Una reciente encuesta global corrobora las prioridades de la juventud en la región. Casi un 60% de las más de siete millones de personas que votaron en la encuesta My World—una especie de crowdsourcing de las prioridades de la gente para la nueva Agenda de Desarrollo Post 2015—son hombres y mujeres jóvenes entre 16 y 30 años. En la región, los resultados entre nuestros jóvenes reafirman las dimensiones priorizadas también en nuestras calles: una educación de calidad; mejores oportunidades de empleo; mejores servicios de salud, alimentación asequible y gobiernos honestos y responsables.

En el marco de la estrategia del PNUD para jóvenes, el PNUD trabaja en apoyo a la adopción de enfoques intergeneracionales de políticas públicas, la visibilización de las demandas juveniles, apoyar la participación, empoderamiento y el liderazgo juvenil y acompañar procesos de participación encaminados a la definición plural y consolidación de agendas de desarrollo que atiendan la inclusión social.

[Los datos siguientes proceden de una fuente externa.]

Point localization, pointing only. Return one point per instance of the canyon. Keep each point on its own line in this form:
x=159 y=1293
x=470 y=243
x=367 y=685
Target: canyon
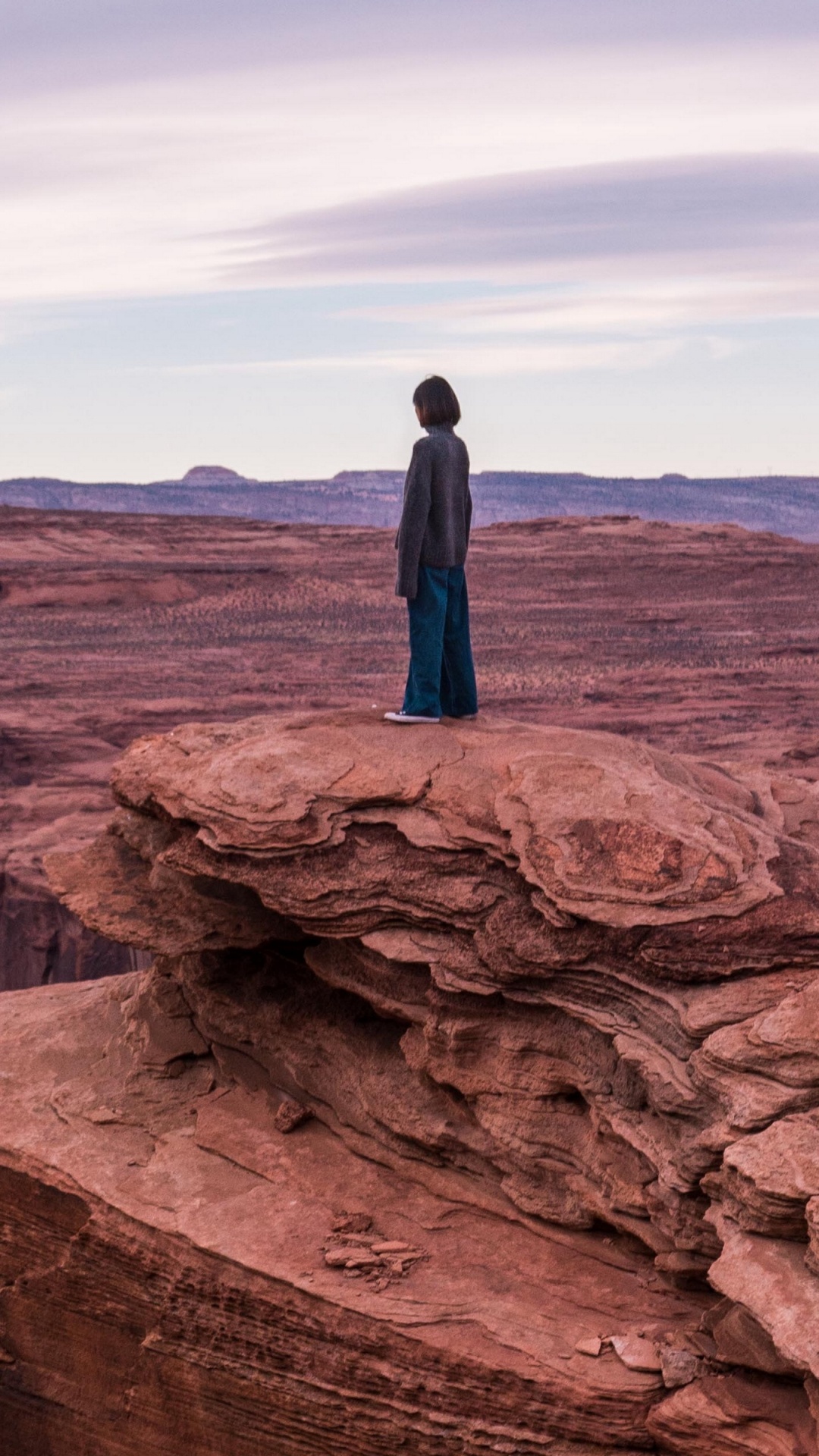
x=768 y=503
x=452 y=1090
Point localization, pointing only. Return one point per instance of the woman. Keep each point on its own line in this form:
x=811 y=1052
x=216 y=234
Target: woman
x=431 y=548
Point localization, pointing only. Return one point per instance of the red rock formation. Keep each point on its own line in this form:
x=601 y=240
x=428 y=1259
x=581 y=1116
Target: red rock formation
x=468 y=1056
x=695 y=638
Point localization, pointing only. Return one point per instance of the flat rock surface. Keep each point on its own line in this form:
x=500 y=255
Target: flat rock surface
x=691 y=638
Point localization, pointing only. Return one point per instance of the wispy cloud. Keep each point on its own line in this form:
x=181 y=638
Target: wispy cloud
x=479 y=360
x=701 y=212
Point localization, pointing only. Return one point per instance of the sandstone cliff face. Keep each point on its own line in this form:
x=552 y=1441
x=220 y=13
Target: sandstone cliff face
x=471 y=1103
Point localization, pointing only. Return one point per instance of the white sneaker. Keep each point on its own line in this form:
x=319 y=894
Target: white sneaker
x=409 y=718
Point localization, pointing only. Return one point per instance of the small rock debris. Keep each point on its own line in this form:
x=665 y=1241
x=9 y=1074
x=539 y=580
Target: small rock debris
x=290 y=1114
x=359 y=1251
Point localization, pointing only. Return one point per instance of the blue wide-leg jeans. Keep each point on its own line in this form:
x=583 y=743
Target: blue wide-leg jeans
x=442 y=676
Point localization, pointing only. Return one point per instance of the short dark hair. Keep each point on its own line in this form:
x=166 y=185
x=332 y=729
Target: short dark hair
x=436 y=402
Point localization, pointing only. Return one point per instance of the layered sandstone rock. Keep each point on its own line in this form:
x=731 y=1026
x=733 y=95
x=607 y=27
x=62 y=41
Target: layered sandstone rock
x=526 y=1014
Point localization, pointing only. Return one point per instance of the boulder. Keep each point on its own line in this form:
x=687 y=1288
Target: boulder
x=468 y=1047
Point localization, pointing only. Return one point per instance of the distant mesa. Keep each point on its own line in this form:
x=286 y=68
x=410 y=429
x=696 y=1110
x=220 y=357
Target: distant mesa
x=212 y=475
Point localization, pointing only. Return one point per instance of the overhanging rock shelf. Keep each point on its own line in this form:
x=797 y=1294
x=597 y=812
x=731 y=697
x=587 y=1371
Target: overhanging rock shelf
x=532 y=1012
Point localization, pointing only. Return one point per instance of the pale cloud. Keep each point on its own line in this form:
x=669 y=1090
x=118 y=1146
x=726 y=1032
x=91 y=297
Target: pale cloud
x=480 y=360
x=632 y=306
x=158 y=187
x=551 y=223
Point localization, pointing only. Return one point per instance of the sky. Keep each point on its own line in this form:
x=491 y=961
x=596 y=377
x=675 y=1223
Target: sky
x=240 y=234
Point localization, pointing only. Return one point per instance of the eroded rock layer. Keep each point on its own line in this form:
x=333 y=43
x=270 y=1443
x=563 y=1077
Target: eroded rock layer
x=551 y=992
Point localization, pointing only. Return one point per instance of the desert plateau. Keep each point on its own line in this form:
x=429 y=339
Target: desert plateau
x=445 y=1091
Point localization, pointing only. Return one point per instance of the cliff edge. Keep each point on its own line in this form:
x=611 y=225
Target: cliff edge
x=471 y=1104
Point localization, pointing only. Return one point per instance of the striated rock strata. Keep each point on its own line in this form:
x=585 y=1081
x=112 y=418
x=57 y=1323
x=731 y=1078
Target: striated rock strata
x=471 y=1103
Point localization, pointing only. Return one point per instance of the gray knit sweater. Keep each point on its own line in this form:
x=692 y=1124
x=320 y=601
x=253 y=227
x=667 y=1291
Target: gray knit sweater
x=438 y=509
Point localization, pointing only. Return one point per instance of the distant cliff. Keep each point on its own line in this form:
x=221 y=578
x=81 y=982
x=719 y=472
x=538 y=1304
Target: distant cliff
x=783 y=504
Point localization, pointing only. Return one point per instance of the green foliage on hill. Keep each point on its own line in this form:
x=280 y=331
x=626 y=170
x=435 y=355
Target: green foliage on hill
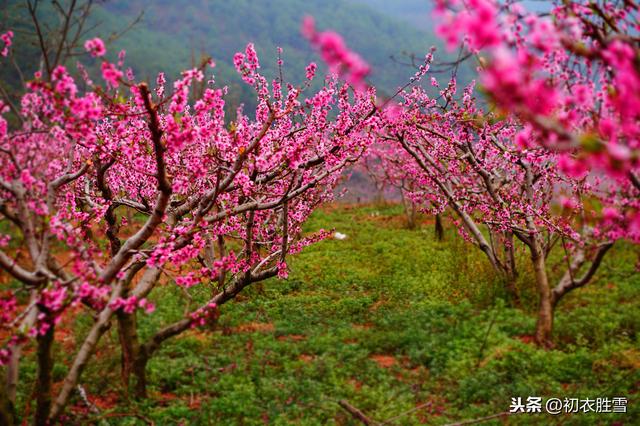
x=389 y=319
x=174 y=34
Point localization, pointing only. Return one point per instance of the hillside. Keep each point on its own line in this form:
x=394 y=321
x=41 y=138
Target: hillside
x=172 y=35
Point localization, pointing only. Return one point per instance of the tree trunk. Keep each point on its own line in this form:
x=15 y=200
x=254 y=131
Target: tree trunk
x=140 y=373
x=544 y=325
x=44 y=379
x=510 y=268
x=7 y=412
x=129 y=345
x=439 y=228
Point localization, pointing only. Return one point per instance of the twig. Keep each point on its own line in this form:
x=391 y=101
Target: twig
x=356 y=413
x=480 y=419
x=414 y=409
x=89 y=404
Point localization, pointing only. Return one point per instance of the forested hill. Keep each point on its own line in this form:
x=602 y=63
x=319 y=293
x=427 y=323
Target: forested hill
x=173 y=34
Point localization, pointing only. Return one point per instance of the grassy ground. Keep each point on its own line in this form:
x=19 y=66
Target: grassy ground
x=389 y=319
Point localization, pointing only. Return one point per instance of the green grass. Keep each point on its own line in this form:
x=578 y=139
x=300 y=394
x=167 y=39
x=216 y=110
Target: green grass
x=286 y=351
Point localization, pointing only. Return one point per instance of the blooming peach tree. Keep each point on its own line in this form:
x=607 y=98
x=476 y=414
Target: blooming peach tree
x=218 y=202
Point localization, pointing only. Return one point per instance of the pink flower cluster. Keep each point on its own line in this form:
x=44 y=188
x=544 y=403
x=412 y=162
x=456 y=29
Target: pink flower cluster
x=7 y=39
x=333 y=50
x=95 y=47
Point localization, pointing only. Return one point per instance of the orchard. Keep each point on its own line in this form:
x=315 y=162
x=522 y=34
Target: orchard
x=123 y=198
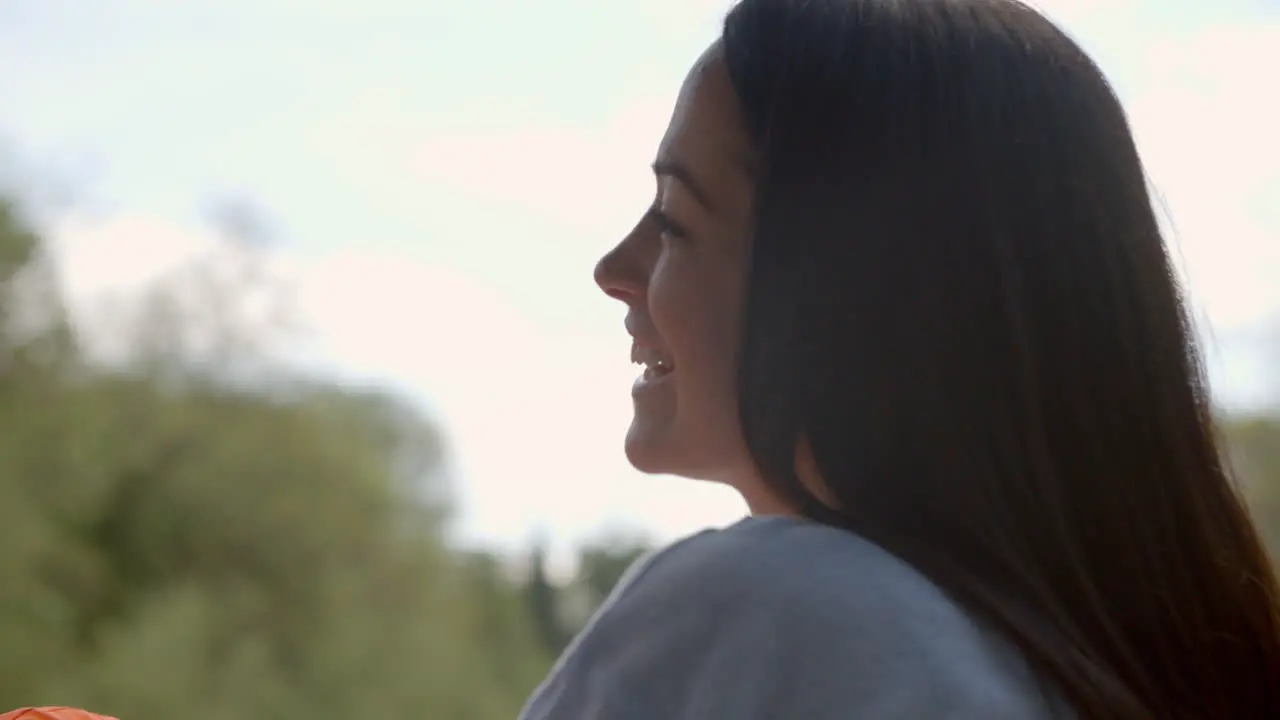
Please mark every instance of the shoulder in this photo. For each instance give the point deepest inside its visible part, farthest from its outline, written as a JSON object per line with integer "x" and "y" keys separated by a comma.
{"x": 827, "y": 620}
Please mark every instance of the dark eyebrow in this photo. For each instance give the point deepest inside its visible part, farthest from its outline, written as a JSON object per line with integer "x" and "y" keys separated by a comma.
{"x": 675, "y": 169}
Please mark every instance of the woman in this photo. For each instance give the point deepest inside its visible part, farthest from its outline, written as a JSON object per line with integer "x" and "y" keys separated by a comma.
{"x": 903, "y": 287}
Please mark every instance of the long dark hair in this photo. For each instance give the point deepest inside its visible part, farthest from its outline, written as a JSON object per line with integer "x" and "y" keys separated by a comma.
{"x": 959, "y": 297}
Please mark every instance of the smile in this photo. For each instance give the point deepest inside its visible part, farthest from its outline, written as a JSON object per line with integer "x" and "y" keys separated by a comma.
{"x": 657, "y": 365}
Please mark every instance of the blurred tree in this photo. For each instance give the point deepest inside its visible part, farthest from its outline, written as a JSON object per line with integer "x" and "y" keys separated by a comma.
{"x": 545, "y": 604}
{"x": 178, "y": 545}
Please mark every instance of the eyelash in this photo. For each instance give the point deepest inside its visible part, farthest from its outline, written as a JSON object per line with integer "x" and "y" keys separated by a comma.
{"x": 666, "y": 224}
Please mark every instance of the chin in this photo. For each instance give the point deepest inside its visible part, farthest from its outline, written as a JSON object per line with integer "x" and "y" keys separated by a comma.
{"x": 652, "y": 451}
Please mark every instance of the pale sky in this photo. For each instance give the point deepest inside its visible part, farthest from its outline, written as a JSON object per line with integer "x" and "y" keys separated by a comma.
{"x": 444, "y": 173}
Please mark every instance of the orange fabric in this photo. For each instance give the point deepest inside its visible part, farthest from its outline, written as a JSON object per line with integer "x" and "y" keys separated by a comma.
{"x": 53, "y": 714}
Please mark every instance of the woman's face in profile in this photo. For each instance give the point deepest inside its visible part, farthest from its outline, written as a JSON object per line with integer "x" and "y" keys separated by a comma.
{"x": 681, "y": 272}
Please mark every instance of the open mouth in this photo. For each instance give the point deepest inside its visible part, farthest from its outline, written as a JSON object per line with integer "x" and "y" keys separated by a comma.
{"x": 657, "y": 364}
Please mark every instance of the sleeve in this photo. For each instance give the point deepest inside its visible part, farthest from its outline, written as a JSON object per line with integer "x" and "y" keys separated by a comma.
{"x": 792, "y": 660}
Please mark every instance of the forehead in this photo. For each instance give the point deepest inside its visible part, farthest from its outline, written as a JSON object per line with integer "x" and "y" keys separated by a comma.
{"x": 707, "y": 132}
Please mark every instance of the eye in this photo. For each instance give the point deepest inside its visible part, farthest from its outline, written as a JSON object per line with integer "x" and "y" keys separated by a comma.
{"x": 668, "y": 227}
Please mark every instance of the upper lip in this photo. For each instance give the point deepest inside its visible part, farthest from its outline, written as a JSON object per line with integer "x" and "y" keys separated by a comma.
{"x": 644, "y": 351}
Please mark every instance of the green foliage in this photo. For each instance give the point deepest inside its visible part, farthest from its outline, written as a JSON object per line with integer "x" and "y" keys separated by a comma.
{"x": 195, "y": 550}
{"x": 1253, "y": 449}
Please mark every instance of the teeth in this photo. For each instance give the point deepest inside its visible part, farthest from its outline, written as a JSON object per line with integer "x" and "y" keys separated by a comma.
{"x": 649, "y": 358}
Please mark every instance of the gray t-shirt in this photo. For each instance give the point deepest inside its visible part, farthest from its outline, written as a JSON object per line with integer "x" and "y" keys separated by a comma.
{"x": 778, "y": 619}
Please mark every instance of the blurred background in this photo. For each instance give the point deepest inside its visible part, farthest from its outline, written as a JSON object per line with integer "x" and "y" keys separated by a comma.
{"x": 309, "y": 406}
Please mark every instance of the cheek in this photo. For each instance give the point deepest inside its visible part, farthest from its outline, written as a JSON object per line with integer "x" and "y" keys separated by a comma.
{"x": 696, "y": 309}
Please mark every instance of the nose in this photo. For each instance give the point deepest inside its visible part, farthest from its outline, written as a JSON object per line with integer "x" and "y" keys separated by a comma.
{"x": 620, "y": 274}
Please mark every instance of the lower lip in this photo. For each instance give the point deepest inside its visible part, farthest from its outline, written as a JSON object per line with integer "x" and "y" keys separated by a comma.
{"x": 650, "y": 379}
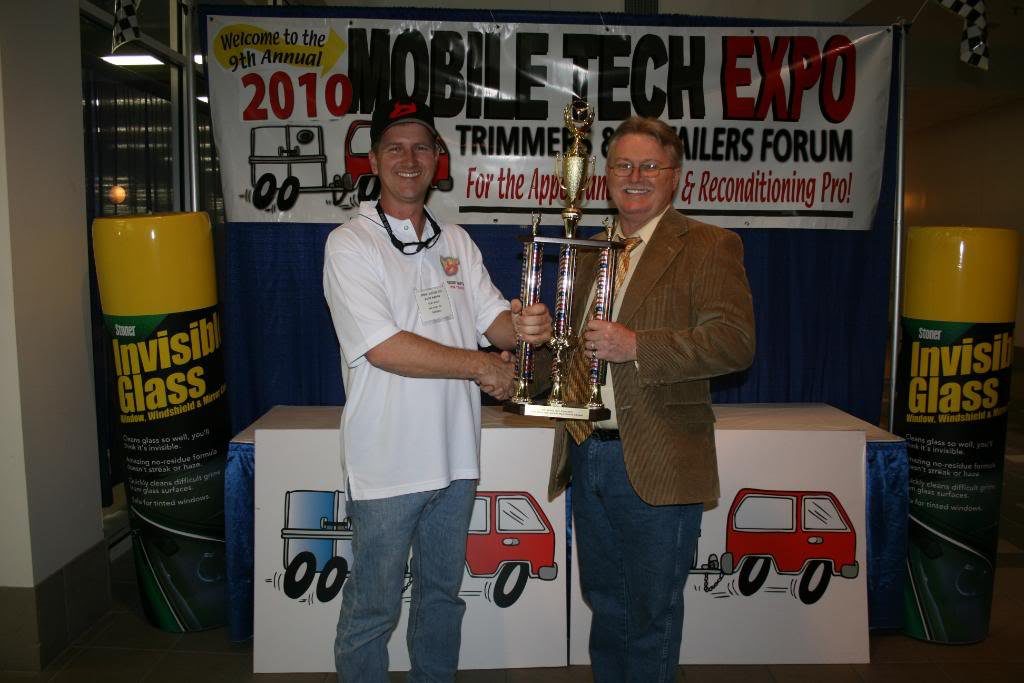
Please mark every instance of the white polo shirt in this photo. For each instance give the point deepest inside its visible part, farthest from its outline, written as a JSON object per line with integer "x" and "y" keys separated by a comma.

Igualmente hemos impulsado la participación de los y las jóvenes en consultas regionales alrededor de la agenda Post 2015. La plataforma Juventud Con Voz congrega a jóvenes mujeres, hombres, representantes de pueblos indígenas, de la comunidad LGTBI, entre otros, fortaleciendo sus capacidades de liderazgo por medio de capacitación y participación en importantes encuentros regionales, como el IV Foro de Jóvenes de las Américas que antecede la VII Cumbre de las Américas en Panamá esta semana.

La región tiene la oportunidad única de afrontar y disminuir la brecha entre expectativas, respuestas y derechos, y firmemente pienso que tiene entre sus aliados a las juventudes que ya se están involucrando en las soluciones de sus comunidades, en las movilizaciones sociales, en los partidos políticos, aún expensas de los escasos recursos dispuestos para facilitar su efectiva participación orgánica y/o institucional.

Su efectiva participación e inclusión son dimensiones esenciales no sólo para mejorar la vida y la participación de la juventud en la sociedad y en la política, sino también para fortalecer la gobernabilidad democrática, reducir la desigualdad y trazar el desarrollo sostenible de la región.